Brian Moseley, Plymouth
Webpage created: April 28, 2021
Webpage updated: April 28, 2021




An extract from Benjamin Donn's plan of Plymouth showing Butchers Lane, which later became Treville Street, Plymouth.

Butchers' Lane and Lower Broad Street, shown here on Benjamin Donn's map of Plymouth in 1765, became Treville Street.

Treville Street can be seen in this map in relation to Bilbury Street, Briton Side and Exeter Street.

Treville Street ran eastwards from the junction with Old Town Street to Bilbury Street (formerly Lower Broad Street), Buckwell Street (formerly Higher Broad Street) and Norley Street.  It later absorbed Bilbury Street.

It was Jonathan Couch, a Cornish doctor and naturallist, who recorded in 1840 that the Street took its name from Mr Richard Trevill (sic),  a merchant in the Town during the reign of Queen Elizabeth I.  In an effort to remove the pilchard trade from London-based merchants he erected pilchard cellars at Cawsand and Kingsand c1597 and exported "fairmaids" (pilchards) to Bordeaux, Rochelle, Naples and Spain.

Although a Town Rental of 1706 records the existence of Treville street, at the time of Benjamin Donn's plan of Plymouth in 1765 it was known as Butchers Lane.  It has been suggested that this was where the butchers put up their stalls on market days in the 17th century, when the market was held in the streets around the Guildhall at the top of High Street.

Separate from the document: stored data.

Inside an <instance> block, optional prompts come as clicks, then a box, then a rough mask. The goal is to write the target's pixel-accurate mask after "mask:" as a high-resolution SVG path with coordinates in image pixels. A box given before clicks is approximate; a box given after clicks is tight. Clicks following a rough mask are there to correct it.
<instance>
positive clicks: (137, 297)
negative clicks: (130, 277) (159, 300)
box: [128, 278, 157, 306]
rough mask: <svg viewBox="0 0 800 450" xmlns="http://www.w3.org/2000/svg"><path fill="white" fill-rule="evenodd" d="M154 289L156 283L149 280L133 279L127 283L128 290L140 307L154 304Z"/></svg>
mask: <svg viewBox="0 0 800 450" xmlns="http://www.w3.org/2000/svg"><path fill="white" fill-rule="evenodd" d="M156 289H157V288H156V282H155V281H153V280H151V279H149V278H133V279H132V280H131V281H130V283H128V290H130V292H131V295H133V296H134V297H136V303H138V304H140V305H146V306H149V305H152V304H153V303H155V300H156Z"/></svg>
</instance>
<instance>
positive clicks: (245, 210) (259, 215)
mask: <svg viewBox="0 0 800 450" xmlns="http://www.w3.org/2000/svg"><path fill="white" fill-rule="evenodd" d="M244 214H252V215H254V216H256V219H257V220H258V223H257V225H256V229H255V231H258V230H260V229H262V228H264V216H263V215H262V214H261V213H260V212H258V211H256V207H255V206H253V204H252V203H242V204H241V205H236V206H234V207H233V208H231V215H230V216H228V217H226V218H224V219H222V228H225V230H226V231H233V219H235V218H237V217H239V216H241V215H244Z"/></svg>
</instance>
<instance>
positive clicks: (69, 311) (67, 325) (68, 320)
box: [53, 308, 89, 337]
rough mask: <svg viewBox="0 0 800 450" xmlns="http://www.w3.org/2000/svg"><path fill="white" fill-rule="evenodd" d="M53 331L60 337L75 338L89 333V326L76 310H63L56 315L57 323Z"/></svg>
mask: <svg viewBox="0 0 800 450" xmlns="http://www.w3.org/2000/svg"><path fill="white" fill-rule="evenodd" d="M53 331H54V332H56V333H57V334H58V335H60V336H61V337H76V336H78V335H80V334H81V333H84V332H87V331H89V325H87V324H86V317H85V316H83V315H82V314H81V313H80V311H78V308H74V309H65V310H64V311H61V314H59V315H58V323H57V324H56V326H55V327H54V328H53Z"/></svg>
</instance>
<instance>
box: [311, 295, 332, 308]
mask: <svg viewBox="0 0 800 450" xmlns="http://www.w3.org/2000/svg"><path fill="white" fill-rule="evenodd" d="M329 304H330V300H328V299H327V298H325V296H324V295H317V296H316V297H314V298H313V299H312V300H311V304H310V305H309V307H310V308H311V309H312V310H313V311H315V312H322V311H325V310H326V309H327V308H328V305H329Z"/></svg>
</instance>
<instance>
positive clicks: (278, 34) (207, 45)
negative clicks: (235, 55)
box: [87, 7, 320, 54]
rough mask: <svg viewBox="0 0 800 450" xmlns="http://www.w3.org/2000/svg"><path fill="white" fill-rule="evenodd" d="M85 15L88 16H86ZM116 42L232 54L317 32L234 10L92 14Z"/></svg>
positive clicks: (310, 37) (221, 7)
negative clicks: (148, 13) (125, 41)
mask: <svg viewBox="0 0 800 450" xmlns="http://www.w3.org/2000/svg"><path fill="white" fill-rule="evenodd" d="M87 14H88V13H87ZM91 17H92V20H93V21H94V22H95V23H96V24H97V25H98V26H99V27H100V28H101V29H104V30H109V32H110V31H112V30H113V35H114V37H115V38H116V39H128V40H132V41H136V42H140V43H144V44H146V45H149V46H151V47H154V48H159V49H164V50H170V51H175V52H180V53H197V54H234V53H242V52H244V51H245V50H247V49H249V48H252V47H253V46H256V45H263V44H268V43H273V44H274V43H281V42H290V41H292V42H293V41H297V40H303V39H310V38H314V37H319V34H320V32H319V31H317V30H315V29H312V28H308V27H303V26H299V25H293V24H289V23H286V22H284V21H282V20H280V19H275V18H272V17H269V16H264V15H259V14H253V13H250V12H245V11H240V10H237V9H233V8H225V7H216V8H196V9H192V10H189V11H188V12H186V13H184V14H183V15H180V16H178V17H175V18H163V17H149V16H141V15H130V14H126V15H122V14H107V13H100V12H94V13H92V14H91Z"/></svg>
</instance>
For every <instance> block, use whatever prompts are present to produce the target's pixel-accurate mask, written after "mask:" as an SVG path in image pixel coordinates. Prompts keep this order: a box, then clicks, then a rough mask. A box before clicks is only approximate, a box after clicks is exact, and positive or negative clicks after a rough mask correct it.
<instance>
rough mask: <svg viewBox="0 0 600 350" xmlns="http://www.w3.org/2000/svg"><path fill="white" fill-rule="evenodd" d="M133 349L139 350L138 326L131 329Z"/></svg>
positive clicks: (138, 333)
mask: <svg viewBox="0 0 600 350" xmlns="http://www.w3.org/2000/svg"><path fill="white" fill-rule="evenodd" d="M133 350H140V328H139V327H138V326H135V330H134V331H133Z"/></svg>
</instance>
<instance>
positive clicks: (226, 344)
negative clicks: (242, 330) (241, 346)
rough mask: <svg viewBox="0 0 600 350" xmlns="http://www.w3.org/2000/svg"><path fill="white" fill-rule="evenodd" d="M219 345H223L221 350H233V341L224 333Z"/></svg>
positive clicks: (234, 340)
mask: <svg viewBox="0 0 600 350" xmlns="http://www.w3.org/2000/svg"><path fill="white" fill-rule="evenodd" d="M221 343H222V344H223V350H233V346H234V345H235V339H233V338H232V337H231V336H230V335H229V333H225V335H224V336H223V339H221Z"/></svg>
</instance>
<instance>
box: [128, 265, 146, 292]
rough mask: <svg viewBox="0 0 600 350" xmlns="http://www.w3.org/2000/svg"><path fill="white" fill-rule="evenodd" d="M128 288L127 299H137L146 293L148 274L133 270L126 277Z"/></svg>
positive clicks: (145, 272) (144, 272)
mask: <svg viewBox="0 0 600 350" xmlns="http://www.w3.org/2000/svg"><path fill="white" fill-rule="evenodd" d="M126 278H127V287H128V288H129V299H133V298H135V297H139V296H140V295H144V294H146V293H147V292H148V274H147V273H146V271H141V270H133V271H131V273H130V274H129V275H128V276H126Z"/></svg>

At the bottom (east) end of the Lane was the Butchers' Arms, 'a great resort for farmers of inordinate drinking capacity'.

Bilbury Street was later absorbed into Treville Street.  Its most prominent building was the Quakers' Hall built for the Religious Society of Friends and which survived the Blitz.

Treville Street was the border between the parish of Charles (north side) and Saint Andrew's (south side).

Mr Edward Stanley Gibbons (1840-1913), the founder of philately, was born in Treville Street in 1840.

Up until the Second World War the junction of Treville Street with Old Town Street was known for being the busiest junction in Plymouth and consequently became the location of Plymouth's first set of traffic lights.

Only a few buildings were left standing after the Second World War.  Those shown in the photograph below are from left to right, Messrs Leslie T Mutton, butchers; Mrs E Coleman, grocers; Mr Frederick George Mayhew, dairyman (who seems to have sold 'Noted Ices' as well); Mrs E Rowland, fishmonger. 

Numbers 52 to 58 Treville Street in 1942.
Vauxhall Street is on the left and the wall of Treville Street School is on the right.
The shops in 1939 are listed above.
Note the old style triangular "Bus Stop By Request" sign in the right foreground.
National Monuments Record.

The Spread Eagle Inn was demolished in 1956, when the Certified After Damage Value was 3,250.

Numbers 45 and 46 Treville Street, otherwise known as The King's Head Public House, 1942.
The boarded-up former Plymouth Co-operative Society store was at number 47.
National Monuments Record.

The only original buildings that now remain are the King's Head Public House and what was the Treville Street Board School.